Thirty-nine positive responses came from parents, with three negative responses. Mann said a “no” response from parents did not indicate opposition to a volleyball program, only that their girls would not participate.

He also noted that some of those 39 responses included parents with more than one girl in question.

“It is a family commitment,” Mann said, before Gilbert added the district would also have to go all in.

“You can’t go out and look for a volleyball coach and next year say, ‘Hey. It didn’t work out.’ And they’ve moved a family here,” the superintendent said.

He added that any volleyball coach the district hired would also teach academic courses. Gilbert also said he was answering another common question he’s heard as he assured the board a volleyball program would not reduce finances to other Santo sports.

Just whom a Lady Cats team would compete against was not pondered in Thursday’s discussions. Of the six other schools in Santo’s District 8-2A football division, Chico, Collinsville and Lindsay offer volleyball alongside football. Celeste, Muenster and Era do not, a chart by Mann indicated.

Before Thursday’s meeting, Gilbert walked arriving trustees through a new Classroom wing that’s under construction.

“We’re creating a hall with fourth grade and fifth grade classrooms,” he said, standing in a hall connecting the four classrooms that’s wide enough it will double as “a Collaborative space.”

Built with $1.4 million from the district’s fund balance, the project will be completed without asking additional help from taxpayers.

Gilbert said it is on pace for completion by May. Crews will move desks and other interior components into the wing, on the elementary’s east end, during the summer.

“And we’ll be here next year,” they said.

During Thursday’s meeting, architect Mark Canterbury updated the board on blending colors of the bricks to ensure they match the standing building. He also said he is looking at canopy options to recommend.

Gilbert later told the board a state grant is allowing the district to place bullet resistant film over windows in the new extension and other windows in the district. The $200,000 grant was announced by the Texas Education Agency on Jan. 4 and is available to all districts, they said.

Bullet resistant film does not stop a bullet, of course, but it has been shown to prevent impacted glass from spraying spall, tiny glass shards, into a classroom, according to filmsandgraphics.com. It also significantly lengthens the time it takes an intruder to break through a window to gain entry.

Santo also will use some of that money to raise the fence at the elementary field for added security, Gilbert said, and the district is looking at card-readers for exterior doors.

“This grant is in place for two years,” he said. “And I guarantee you it will be extended.”

The need for space in the growing district — nearly 100 new students have arrived in the past three years — is also launching discussions of a bond issue to put to Voters in November.

The student population as of Thursday was 552.

“We’re maxed out of space,” Gilbert said. “And I don’t see us going backwards on kids.”

They said trustees would need to formally call the bond election by mid-August to satisfy election law to hold the vote in November.

Finally, the board will get a look next month at a new band uniform being proposed by director Mark Belding to replace the 10-year-old suits the students now wear.

Belding brought a slide of the green-and-white uniform, with a silver-and-white flap dividing the chest diagonally that the trustees appeared to favor.
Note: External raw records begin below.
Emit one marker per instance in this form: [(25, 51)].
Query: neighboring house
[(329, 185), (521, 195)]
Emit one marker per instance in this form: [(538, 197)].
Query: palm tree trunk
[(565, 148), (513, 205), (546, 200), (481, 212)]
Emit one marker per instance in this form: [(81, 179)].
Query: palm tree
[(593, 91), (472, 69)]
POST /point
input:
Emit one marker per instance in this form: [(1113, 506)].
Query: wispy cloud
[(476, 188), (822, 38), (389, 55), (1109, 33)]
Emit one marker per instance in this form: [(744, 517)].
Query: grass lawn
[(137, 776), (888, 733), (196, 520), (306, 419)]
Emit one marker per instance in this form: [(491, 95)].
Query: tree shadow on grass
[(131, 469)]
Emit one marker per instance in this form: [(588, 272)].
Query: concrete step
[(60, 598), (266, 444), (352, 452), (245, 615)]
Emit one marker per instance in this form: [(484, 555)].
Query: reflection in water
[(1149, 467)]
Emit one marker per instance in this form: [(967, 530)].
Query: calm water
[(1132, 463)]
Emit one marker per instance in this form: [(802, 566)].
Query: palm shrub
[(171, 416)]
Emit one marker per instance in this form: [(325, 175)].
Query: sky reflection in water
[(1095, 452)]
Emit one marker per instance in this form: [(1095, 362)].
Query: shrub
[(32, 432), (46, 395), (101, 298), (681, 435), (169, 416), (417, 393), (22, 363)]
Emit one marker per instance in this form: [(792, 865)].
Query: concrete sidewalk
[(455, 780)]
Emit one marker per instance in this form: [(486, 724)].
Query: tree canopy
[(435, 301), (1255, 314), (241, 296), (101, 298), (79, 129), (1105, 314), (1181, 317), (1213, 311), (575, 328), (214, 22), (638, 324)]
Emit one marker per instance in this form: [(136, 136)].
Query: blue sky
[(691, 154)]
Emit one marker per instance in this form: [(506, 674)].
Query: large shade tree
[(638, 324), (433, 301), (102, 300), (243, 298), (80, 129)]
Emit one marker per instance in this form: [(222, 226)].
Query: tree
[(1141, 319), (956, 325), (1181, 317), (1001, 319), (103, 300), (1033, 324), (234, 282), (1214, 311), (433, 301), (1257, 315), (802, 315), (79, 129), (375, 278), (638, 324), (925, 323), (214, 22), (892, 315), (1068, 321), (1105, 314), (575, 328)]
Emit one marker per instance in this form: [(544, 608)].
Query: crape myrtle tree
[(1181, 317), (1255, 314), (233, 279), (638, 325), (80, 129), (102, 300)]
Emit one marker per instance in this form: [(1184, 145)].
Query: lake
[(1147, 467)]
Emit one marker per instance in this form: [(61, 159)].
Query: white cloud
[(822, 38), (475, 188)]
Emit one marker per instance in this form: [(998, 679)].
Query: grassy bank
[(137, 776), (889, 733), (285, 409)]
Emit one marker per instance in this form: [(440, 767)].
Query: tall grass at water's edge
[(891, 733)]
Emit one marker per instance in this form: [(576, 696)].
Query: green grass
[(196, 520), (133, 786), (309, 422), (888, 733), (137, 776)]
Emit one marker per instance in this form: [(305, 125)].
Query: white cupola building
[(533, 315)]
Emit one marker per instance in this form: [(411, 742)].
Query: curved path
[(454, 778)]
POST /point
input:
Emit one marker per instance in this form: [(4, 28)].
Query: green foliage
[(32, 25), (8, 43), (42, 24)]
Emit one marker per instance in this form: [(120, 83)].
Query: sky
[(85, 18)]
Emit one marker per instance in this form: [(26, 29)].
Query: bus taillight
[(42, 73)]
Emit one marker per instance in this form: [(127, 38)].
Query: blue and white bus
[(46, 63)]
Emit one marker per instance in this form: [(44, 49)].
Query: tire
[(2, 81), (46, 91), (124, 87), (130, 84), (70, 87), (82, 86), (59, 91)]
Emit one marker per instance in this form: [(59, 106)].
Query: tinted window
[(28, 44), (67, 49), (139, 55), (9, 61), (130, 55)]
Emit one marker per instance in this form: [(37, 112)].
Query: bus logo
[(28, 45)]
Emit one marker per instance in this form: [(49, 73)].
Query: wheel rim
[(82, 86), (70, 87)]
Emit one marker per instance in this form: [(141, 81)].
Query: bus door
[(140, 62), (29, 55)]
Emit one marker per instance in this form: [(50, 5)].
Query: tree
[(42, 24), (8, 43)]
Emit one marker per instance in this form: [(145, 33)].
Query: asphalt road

The dominant colors were the “Santo green” top and jet black pants with no leg stripe.

“I think we need to get the ball rolling,” board member Philip Colvin said, after Belding said the Fred J. Miller uniform company needed the order to be placed by “February at the latest.”

The director also said the uniforms are machine washable, a rarity for band uniforms which traditionally require dry cleaning. They also said the company will “keep our prototype” for when replacement suits are needed.

The uniforms are $60 each including shipping, he said. Gilbert added that some community members have donated to the band and would support using the money for uniforms.

“The (old) uniform is looking outdated,” they said. “It doesn’t have to be this year, but we’re getting pretty close.”